5.5.3 Regulatory Frameworks
| Region | Framework | Key Requirements |
|---|---|---|
| EU | REACH, Novel Foods | Registration if >1 ton/year, specific nano provisions |
| USA | EPA TSCA, FDA | Case-by-case evaluation, significant new use rules |
| Japan | Chemical Substances Control Law | Voluntary reporting, safety guidelines |
5.6 Future Perspectives
mindmap
root((Nanomaterial Future))
Quantum Technologies
Quantum computing materials
Quantum sensors
Quantum communication
Sustainable Energy
Next-gen batteries
Green hydrogen catalysts
CO2 conversion
Personalized Medicine
Theranostics
Gene delivery
Organ-on-chip
AI Integration
Autonomous labs
Inverse design
Self-optimizing synthesis
5.7 Summary
Key Takeaways
- Electronics: QDs in displays, CNTs and graphene for next-gen transistors and interconnects
- Medicine: Nanocarriers for drug delivery (mRNA vaccines), imaging contrast agents, theranostics
- Energy: Nanostructured electrodes for batteries, QD/perovskite solar cells, nano-electrocatalysts
- AI acceleration: ML for property prediction, synthesis optimization, and materials discovery
- Responsibility: Nanotoxicology, life-cycle assessment, and regulatory compliance are essential
Exercises
Exercise 1: Application Selection
You need to develop a nanomaterial for cancer theranostics (combined therapy and diagnosis). What type of nanoparticle would you choose? Consider imaging modality, drug loading capability, targeting strategy, and biocompatibility.
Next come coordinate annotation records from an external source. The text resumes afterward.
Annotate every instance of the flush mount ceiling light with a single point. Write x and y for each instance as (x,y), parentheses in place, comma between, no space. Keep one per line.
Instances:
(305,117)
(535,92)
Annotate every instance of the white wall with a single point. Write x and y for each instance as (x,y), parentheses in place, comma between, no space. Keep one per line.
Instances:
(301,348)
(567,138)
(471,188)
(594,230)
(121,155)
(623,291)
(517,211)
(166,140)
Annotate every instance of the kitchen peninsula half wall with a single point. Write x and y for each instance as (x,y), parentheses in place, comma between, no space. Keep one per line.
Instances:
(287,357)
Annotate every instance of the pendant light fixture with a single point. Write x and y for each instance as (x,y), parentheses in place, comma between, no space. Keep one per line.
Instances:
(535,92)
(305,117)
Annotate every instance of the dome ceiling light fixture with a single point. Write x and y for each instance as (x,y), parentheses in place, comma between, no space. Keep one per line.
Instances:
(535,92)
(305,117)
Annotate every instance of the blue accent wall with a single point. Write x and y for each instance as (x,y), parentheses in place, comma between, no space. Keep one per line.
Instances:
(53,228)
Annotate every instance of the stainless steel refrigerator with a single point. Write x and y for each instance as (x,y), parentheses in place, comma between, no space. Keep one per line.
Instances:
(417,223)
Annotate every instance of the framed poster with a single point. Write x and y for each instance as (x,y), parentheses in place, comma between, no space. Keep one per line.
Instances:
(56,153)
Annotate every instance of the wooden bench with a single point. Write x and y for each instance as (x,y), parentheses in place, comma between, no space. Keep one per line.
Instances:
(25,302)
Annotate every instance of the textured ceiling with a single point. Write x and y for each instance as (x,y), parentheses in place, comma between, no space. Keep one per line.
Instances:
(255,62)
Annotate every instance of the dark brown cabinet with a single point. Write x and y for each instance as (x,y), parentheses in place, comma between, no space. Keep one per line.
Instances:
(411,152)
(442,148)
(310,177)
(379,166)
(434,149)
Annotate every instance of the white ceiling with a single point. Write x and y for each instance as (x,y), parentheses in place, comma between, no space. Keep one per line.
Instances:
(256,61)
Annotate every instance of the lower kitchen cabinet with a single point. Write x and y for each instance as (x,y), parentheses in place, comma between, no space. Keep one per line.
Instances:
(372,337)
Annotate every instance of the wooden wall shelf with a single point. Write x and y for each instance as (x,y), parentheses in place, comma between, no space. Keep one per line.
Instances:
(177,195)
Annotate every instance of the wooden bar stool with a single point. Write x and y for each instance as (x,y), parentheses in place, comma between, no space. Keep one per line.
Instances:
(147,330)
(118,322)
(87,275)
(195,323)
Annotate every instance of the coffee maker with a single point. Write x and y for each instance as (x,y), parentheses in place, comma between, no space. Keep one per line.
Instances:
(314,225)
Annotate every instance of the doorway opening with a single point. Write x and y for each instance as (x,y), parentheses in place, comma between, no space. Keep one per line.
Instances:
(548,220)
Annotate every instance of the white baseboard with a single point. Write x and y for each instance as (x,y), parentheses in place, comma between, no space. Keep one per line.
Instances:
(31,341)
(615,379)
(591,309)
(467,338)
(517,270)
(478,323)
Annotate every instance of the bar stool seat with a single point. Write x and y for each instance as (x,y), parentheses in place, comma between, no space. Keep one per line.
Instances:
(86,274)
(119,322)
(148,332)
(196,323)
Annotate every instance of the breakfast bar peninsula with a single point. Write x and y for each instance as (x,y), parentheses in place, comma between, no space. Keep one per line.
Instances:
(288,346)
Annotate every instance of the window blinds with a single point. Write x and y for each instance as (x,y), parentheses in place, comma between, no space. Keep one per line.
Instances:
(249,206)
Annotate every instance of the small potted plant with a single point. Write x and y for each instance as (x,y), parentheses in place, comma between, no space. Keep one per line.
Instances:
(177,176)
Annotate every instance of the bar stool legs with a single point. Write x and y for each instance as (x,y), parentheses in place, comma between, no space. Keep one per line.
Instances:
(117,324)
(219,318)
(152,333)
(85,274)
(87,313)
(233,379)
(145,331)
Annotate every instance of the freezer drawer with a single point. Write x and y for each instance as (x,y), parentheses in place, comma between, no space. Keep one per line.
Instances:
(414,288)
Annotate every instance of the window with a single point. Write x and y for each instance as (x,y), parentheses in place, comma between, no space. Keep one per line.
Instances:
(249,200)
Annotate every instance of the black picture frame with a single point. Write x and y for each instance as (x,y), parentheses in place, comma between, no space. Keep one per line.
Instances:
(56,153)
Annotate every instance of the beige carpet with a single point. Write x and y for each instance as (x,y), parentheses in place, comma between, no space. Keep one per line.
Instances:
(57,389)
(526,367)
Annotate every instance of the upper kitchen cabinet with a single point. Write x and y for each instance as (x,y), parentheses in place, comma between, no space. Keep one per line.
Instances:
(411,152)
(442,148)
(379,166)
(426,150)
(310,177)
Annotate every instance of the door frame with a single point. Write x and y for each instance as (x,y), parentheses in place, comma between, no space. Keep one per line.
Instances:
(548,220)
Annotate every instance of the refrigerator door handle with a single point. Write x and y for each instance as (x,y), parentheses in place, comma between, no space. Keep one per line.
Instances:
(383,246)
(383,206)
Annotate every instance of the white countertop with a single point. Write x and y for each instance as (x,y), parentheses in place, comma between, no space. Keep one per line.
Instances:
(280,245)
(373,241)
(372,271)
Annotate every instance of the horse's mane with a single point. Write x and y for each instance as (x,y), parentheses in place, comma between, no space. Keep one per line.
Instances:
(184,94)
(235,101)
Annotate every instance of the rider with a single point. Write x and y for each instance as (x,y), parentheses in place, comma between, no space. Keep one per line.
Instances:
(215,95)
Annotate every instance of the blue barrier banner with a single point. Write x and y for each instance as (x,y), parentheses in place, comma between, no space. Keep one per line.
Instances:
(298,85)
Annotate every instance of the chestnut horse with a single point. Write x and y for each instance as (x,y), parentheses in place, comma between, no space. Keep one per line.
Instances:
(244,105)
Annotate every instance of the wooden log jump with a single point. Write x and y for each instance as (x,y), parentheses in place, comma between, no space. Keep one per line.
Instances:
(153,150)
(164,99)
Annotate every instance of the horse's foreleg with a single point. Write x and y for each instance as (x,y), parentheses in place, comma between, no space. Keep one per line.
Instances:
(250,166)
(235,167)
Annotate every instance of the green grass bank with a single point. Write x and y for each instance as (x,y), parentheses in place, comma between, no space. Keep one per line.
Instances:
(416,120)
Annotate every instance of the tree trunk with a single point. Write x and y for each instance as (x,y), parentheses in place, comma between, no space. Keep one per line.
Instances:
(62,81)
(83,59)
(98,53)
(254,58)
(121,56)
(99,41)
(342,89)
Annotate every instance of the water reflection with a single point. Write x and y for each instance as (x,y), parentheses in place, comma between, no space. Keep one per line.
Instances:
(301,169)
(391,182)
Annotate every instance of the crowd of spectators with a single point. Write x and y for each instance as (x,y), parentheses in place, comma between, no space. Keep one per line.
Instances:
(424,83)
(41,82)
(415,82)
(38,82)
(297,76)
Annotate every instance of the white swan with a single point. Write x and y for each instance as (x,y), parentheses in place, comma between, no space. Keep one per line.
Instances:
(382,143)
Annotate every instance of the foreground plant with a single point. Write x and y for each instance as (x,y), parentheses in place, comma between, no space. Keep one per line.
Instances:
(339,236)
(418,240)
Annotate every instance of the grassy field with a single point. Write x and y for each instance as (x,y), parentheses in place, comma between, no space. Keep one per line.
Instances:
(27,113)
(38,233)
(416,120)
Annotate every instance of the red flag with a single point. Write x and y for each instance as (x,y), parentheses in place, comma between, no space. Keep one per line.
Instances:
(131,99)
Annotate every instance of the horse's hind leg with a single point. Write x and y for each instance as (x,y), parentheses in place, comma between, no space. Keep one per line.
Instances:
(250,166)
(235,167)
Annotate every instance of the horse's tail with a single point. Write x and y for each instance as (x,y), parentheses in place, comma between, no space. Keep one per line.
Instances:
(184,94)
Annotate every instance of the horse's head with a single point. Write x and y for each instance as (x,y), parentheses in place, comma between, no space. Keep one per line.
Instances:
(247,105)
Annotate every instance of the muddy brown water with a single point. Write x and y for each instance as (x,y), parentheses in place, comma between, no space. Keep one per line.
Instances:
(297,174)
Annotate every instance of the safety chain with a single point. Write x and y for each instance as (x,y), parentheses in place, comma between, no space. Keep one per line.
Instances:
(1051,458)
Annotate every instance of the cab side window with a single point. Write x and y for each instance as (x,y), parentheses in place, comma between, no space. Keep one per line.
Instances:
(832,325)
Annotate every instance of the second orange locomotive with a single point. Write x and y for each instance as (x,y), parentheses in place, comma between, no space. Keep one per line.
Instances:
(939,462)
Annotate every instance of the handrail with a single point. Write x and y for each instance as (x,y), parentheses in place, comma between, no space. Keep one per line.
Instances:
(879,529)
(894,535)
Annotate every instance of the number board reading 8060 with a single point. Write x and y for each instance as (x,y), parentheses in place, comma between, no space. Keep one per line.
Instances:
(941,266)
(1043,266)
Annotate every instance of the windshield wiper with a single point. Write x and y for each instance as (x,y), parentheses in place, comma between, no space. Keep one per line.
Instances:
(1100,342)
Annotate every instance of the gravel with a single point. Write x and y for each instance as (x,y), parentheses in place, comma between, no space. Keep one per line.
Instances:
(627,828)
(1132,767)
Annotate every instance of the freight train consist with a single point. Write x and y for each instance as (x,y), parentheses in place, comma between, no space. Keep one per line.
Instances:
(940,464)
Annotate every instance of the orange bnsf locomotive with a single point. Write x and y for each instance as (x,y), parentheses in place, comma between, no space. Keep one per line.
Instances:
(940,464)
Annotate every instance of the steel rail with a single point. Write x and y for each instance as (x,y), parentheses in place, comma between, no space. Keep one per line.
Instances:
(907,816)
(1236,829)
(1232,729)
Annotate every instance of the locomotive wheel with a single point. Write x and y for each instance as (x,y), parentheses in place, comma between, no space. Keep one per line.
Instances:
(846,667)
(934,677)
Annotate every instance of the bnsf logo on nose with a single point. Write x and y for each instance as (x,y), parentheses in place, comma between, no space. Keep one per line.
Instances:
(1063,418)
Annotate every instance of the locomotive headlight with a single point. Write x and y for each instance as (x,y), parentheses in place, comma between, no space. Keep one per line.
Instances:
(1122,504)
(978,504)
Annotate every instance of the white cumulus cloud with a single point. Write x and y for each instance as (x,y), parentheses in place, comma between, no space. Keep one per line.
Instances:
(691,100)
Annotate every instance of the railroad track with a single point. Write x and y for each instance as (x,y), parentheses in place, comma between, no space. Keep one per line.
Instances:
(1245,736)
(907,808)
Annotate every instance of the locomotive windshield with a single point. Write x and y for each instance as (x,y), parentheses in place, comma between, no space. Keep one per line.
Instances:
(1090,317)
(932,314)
Exercise 2: Sustainability Analysis
Compare the environmental impact of quantum dot synthesis using: (a) hot injection with toxic Cd precursors, (b) green synthesis of InP QDs, (c) carbon quantum dots from citric acid. Consider precursor toxicity, energy consumption, and product safety.
Exercise 3: ML Dataset Design
Design a dataset for ML prediction of nanoparticle catalytic activity. What features would you include? What target properties? How would you collect/generate the data? What ML model architecture would be appropriate?